Finn spent the majority of last week complaining that he hadn't been on a plane in 10 days and that his newly acquired frequent flier miles were already getting stale. In fact, he was so insistent that we immediately booked a ticket to Denver. Turns out, it just so happened to coincide with our friends Rob's & Aly's wedding in Vail. But just to show him who's boss, we didn't get him a seat and made him sit in our laps.
Not a smart move when your son is a Squirmasaurus, but given his track record we figured it was worth a shot.
Using baseball parlance (truthfully, the only kind of parlance other than drunk parlance in which I am familiar), Finn is batting around .750 on flights. There are some rough moments, but his slugging average is well over 1.000, since when he is good, he knocks it out of the park, routinely charming everyone on the plane. With his 5th flight in just over 15 months, we're starting to feel like we're pressing our luck.
At this point, we're familiar with the tools of the trade for flying with toddlers: snacks, toys, wrapped toys, wrapped snacks, toy snacks, wrapping paper without snacks or toys, Benadryl, vodka, Xanax... And that's just for us. However, with friends and family spread all over the country, we need to travel for reliable babysitting.
We were hesitant about getting on a plane so soon after Tick Tour, but with our friends Jen, Steve and little Wyatt Hooker offering a place to stay and some babysitting options for the wedding, it seemed like the thing to do. Look how happy they are to have us at the Hook Hotel!
What a smart decision it was. Not only did I get to meet my blogging mentor for the first time, he bought me lots of beer in exchange for stories of my Star Wars van while we sat in the corner stroking each others' needy egos. Add in all of our other great friends, their ever-expanding brood, and the idyllic setting of Vail, Colorado and you have a recipe for an extremely (hazy) memorable weekend.

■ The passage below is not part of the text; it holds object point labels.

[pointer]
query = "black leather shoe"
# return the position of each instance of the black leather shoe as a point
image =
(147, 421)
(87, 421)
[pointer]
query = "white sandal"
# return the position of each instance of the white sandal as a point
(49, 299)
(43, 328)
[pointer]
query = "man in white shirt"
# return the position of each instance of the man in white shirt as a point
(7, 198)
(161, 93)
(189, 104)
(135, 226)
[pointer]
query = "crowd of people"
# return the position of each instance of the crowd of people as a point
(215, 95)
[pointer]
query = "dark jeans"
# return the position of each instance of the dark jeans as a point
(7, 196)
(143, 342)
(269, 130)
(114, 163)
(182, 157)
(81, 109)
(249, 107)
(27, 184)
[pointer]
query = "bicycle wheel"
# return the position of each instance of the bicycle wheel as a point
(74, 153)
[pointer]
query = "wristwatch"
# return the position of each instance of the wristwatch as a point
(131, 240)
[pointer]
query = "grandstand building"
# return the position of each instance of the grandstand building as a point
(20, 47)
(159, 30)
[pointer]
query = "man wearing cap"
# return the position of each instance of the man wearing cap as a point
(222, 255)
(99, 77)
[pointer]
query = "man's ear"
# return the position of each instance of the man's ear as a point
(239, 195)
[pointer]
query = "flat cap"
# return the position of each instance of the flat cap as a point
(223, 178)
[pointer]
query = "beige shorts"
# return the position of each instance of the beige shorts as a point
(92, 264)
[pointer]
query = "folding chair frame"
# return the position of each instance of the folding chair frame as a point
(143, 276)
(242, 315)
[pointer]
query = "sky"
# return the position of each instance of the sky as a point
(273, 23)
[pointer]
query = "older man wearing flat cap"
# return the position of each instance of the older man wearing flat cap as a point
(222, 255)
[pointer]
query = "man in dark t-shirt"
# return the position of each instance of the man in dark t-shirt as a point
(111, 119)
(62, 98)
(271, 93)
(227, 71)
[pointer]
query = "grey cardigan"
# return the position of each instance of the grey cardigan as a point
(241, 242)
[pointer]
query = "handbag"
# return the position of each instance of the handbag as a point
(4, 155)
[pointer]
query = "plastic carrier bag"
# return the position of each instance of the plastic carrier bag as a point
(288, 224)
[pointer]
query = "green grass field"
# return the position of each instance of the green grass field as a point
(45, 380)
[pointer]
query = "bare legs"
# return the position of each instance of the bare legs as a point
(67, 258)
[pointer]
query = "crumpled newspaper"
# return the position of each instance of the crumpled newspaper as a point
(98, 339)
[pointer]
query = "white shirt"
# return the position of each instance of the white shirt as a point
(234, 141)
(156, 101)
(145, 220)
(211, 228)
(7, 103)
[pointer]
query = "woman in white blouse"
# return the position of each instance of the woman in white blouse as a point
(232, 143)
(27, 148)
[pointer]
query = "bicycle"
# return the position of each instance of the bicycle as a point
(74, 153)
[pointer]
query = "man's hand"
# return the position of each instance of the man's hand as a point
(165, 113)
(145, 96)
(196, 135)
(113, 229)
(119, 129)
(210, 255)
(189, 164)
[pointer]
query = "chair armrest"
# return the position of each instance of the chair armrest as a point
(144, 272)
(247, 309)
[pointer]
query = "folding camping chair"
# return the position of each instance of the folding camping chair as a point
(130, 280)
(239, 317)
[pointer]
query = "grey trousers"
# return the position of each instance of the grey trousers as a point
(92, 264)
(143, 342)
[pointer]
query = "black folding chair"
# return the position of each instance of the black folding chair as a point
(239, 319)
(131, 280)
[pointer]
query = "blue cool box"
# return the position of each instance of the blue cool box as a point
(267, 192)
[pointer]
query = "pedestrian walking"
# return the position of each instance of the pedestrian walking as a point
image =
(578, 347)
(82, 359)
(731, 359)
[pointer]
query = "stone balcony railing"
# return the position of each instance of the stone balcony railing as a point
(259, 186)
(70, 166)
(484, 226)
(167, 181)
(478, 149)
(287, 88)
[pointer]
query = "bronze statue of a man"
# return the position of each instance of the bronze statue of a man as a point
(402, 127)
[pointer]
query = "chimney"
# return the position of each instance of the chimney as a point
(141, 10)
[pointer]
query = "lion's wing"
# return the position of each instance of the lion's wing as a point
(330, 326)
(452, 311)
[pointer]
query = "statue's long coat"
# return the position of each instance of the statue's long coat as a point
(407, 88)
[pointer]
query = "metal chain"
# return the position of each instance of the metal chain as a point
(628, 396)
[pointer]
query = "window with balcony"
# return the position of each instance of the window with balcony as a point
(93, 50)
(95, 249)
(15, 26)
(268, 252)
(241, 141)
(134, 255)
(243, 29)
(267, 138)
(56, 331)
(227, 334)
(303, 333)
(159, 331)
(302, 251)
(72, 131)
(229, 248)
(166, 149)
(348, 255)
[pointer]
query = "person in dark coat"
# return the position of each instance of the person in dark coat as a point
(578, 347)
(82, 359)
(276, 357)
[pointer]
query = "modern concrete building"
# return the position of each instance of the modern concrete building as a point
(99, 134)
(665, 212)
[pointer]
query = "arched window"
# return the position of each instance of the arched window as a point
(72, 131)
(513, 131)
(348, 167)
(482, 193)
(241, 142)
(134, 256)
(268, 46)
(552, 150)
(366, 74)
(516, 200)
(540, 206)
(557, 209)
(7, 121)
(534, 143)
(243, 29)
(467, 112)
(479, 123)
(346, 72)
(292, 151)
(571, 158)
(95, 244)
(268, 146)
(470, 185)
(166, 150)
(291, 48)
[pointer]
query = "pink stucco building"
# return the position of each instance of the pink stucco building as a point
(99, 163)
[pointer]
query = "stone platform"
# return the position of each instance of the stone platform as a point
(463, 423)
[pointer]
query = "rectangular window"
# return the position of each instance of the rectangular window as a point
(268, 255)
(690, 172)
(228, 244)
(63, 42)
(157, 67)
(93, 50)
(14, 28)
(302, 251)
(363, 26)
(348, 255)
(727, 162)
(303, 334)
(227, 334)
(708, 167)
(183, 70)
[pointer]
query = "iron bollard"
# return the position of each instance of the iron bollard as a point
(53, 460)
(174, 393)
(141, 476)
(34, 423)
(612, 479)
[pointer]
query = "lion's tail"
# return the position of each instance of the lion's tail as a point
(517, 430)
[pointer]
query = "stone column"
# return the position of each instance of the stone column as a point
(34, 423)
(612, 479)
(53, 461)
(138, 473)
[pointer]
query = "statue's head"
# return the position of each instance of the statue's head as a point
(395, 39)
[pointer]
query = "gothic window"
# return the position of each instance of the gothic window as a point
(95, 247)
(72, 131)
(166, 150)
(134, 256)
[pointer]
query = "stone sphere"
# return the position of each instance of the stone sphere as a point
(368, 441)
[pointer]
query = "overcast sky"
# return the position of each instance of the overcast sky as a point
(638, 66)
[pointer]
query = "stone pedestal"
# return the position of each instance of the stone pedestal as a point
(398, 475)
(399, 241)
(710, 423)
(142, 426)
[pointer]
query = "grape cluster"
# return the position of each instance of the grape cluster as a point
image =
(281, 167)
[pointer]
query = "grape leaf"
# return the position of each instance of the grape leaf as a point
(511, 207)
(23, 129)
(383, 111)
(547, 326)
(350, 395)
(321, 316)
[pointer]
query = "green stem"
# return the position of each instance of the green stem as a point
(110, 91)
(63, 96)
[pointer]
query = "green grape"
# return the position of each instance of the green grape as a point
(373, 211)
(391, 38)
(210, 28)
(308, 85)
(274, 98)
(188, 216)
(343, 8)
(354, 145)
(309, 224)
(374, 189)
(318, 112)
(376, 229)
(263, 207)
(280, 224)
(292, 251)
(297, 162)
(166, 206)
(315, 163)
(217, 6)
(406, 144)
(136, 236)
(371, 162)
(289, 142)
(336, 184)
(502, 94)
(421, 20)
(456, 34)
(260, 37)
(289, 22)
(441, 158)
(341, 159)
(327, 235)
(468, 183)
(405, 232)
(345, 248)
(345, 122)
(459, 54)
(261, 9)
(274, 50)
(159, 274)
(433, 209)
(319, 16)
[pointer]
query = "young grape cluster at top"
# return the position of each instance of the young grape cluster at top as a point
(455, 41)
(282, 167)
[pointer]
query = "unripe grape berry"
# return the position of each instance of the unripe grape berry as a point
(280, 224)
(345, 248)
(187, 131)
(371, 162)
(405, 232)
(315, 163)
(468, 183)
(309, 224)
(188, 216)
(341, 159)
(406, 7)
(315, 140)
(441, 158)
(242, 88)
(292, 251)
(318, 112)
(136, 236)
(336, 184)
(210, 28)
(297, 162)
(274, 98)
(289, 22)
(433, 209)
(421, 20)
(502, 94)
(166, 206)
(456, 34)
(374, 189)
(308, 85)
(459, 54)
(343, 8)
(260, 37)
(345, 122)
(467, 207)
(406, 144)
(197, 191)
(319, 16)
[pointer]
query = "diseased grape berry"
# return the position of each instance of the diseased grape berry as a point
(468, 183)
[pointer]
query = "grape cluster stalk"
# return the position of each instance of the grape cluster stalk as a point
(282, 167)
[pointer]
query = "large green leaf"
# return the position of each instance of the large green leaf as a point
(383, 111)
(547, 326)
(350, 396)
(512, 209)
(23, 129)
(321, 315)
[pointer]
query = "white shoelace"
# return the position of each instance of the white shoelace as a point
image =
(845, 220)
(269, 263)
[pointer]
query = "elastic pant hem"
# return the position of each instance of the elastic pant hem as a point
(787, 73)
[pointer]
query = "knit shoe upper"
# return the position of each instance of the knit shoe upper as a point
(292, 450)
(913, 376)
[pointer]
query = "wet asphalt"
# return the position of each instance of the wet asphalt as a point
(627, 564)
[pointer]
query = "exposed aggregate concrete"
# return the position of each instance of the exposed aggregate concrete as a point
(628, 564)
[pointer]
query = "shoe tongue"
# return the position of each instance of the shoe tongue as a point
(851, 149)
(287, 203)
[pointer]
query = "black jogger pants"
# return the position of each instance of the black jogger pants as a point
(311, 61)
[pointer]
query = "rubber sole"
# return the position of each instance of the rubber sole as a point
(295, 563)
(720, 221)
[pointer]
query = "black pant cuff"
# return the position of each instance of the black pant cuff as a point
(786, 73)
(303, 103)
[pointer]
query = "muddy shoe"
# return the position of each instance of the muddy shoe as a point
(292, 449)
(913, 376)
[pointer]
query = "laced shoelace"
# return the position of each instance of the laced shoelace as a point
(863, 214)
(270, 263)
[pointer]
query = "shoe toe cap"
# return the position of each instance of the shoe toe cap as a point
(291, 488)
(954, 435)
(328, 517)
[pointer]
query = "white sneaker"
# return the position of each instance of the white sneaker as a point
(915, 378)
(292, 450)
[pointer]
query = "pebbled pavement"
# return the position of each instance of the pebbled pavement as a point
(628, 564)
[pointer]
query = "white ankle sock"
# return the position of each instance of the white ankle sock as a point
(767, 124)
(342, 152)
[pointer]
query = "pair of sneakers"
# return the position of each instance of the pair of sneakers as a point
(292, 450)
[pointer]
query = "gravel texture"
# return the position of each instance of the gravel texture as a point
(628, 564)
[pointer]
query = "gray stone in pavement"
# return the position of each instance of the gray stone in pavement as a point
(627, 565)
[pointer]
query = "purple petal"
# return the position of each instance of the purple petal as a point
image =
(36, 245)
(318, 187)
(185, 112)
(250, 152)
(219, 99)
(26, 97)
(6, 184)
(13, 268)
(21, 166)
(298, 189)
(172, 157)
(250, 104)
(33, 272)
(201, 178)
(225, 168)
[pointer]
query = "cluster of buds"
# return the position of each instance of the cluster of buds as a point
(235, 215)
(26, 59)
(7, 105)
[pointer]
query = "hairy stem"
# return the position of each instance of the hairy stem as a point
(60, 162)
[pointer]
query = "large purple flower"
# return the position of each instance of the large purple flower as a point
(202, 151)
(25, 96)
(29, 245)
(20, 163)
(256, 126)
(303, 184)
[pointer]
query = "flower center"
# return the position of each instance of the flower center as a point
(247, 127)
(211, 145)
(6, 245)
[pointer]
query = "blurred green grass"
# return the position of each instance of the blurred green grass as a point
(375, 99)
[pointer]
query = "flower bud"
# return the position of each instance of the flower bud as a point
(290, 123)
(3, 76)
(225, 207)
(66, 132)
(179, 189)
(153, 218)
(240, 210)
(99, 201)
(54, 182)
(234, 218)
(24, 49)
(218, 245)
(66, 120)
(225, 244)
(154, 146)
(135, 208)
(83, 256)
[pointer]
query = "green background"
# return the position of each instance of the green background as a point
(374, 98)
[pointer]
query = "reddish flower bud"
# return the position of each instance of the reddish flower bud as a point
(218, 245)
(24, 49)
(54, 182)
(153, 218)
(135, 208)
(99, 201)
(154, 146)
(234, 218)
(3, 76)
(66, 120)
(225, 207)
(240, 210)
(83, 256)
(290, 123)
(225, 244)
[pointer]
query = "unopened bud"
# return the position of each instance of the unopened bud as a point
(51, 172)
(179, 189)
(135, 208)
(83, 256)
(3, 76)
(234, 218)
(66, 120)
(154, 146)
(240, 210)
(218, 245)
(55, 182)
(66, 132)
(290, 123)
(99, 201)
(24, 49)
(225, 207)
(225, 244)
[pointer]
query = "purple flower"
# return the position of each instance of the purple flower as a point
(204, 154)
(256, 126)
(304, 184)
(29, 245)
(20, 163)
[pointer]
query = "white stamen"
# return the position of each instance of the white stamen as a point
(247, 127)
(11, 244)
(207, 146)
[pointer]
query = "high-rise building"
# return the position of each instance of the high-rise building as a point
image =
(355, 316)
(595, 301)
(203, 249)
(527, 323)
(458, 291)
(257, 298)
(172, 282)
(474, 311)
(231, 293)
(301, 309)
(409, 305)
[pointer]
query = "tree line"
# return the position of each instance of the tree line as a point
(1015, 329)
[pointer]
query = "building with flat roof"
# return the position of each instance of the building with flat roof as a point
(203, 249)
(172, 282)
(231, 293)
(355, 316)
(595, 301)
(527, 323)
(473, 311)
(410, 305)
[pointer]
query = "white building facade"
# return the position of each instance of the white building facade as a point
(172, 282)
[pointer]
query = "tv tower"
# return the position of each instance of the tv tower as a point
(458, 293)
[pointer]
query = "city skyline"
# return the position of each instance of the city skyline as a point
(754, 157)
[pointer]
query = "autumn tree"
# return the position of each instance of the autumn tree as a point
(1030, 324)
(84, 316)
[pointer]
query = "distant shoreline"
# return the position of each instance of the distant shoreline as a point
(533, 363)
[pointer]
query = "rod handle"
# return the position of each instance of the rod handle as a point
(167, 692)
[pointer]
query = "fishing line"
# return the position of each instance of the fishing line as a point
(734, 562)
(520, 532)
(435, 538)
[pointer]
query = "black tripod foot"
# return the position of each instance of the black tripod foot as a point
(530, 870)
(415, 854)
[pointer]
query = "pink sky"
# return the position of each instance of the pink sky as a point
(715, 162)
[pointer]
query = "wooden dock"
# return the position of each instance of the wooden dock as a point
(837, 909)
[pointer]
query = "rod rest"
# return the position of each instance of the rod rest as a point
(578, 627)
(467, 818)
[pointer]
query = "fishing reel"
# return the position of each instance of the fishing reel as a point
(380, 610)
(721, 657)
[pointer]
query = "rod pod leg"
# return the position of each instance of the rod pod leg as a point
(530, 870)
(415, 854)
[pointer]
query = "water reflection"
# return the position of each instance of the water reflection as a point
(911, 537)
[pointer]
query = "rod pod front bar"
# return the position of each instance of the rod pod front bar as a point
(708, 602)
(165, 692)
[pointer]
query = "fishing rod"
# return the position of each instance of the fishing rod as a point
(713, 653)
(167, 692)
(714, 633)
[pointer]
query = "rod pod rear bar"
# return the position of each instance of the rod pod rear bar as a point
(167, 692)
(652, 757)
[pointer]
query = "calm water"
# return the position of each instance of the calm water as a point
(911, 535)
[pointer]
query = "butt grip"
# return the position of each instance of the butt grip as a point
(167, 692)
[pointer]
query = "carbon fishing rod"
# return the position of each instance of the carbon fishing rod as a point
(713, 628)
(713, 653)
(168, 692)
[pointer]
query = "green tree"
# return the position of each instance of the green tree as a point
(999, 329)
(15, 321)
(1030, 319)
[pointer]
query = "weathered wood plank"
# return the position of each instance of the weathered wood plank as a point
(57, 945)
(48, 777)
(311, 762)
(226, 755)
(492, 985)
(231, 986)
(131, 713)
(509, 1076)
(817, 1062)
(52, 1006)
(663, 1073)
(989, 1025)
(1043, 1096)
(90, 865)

Plus, Finn took the opportunity to expand on his three word vocabulary by spontaneously doubling it with "hi", "ouch" and "Holly" (according to Aunt Holly) all in one extremely productive pool session.
But now it's back to reality and reality = NO MORE TRAVEL. Sorry Peter Tomarken, but we're done pressing our luck.
Aside to the (good-natured) TSA guy in Denver who gave me a hard time for wearing my Yankees hat at DIA, forcing me to admit they were in second place on Monday morning: You're just lucky that I didn't come through security 5 hours later! Yeah, take that.